那人穿着一件宽大的、几乎拖到脚踝的黑色油布雨衣,巨大的雨帽深深地罩在头上,帽檐压得很低,完全遮住了面容,只露出一个线条冷硬的下巴轮廓。雨衣的质地很厚实,在风雨中微微鼓起,让人看不清里面的身形。他静静地站在那里,如同一个从雨夜中走出的幽灵,无声无息。

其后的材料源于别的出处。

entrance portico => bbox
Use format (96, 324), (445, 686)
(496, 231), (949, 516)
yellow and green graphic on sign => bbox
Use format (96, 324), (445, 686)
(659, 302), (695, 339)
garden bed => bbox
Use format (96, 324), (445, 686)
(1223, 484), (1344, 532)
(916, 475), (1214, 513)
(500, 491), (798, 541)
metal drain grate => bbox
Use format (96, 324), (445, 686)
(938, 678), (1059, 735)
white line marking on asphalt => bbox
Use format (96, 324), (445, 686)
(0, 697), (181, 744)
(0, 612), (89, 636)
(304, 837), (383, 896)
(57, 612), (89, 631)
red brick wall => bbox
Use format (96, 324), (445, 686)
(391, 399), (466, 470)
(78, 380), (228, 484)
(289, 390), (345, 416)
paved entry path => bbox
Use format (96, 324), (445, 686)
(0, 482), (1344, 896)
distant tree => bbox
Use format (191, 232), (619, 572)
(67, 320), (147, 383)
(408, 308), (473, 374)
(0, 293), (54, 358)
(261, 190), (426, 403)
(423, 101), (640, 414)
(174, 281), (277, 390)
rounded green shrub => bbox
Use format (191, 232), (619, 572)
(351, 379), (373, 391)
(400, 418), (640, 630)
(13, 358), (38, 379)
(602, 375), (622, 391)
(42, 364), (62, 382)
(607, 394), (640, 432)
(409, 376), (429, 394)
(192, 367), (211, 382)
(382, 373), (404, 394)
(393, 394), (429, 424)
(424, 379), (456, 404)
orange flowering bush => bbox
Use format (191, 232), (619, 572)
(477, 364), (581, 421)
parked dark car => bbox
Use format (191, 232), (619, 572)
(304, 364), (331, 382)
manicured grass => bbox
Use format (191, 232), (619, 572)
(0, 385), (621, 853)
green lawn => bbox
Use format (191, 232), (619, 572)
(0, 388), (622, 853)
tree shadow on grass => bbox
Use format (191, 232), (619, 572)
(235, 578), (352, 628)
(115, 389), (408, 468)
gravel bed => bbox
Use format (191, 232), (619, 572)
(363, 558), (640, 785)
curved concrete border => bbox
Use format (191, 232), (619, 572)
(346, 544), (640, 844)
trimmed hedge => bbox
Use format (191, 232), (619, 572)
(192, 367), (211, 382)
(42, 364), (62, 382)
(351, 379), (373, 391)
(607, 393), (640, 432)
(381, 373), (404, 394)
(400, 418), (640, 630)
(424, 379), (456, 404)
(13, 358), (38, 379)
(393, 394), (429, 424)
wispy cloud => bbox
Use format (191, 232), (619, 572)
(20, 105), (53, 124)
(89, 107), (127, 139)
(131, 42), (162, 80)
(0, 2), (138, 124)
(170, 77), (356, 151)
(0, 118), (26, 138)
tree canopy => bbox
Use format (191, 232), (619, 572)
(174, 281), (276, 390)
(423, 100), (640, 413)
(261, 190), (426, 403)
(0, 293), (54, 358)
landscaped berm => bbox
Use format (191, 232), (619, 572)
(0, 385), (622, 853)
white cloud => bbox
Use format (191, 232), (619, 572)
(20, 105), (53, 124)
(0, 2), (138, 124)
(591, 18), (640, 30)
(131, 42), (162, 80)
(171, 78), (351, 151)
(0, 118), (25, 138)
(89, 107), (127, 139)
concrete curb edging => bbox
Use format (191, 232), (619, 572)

是灰鸽?还是……“哑巴”?!或者……陈世昌派来的其他杀手?!
巨大的恐惧让林婉清几乎窒息!她死死盯着那个雨衣人,试图从他身上找到任何可供判断的线索。
雨衣人没有立刻动作。他似乎也在观察,沉默地扫视着残荷碑周围狼藉的环境——被暴雨冲刷的泥泞、倒塌的瓦砾、以及……林婉清刚才挣扎爬行时,在青石板上留下的那一道断断续续、尚未被雨水完全冲刷干净的暗红色血痕!
他的目光,如同冰冷的探针,顺着那道血痕,缓缓移向林婉清藏身的瓦砾和荒草丛!
林婉清的心跳骤然停止!身体瞬间绷紧到极致!被发现了?!
然而,雨衣人并没有立刻走过来。他依旧静静地站在光晕边缘,沉默着。雨点疯狂地砸在他的油布雨衣上,发出密集的噼啪声。气氛压抑到了极点,仿佛连狂暴的雨声都在这一刻被无形的压力冻结。
时间一分一秒地流逝,每一秒都如同在刀尖上煎熬。
终于,雨衣人动了。
他缓缓抬起手,动作带着一种刻意的缓慢和谨慎。那只手同样被宽大的雨衣袖口遮挡着大半,只露出几根修长、骨节分明的手指。手指在昏黄的光线下显得异常苍白。
他的手,伸向了雨衣内袋。
林婉清的瞳孔骤然收缩!枪?还是……致命的毒针?!
就在她几乎要不顾一切地扑出去拼命的瞬间!
雨衣人的手,从内袋里缓缓掏出的,并非武器!
而是一根通体莹白、温润无瑕、在昏黄风雨中流转着柔和光晕的——白玉簪!
簪头,极其精妙地雕刻着一小段虬结的、带着尖锐利刺的……槐树枝桠!
正是苏锦娘在巡捕房用来点亮她烙印、后来在逃亡中遗落的那根!是沈逸尘给她的定情信物!更是“槐根”核心的信物!
雨衣人将白玉簪轻轻托在掌心,任由冰冷的雨水冲刷着它温润的玉质。簪头那截虬结的槐枝,在昏黄的灯光下,流转着一种古老而神秘的光泽。他的动作,带着一种近乎虔诚的庄重。
然后,他缓缓抬起头,目光穿透深深的雨帽阴影和狂暴的雨幕,精准地、毫无偏差地,投向了林婉清藏身的瓦砾荒草丛!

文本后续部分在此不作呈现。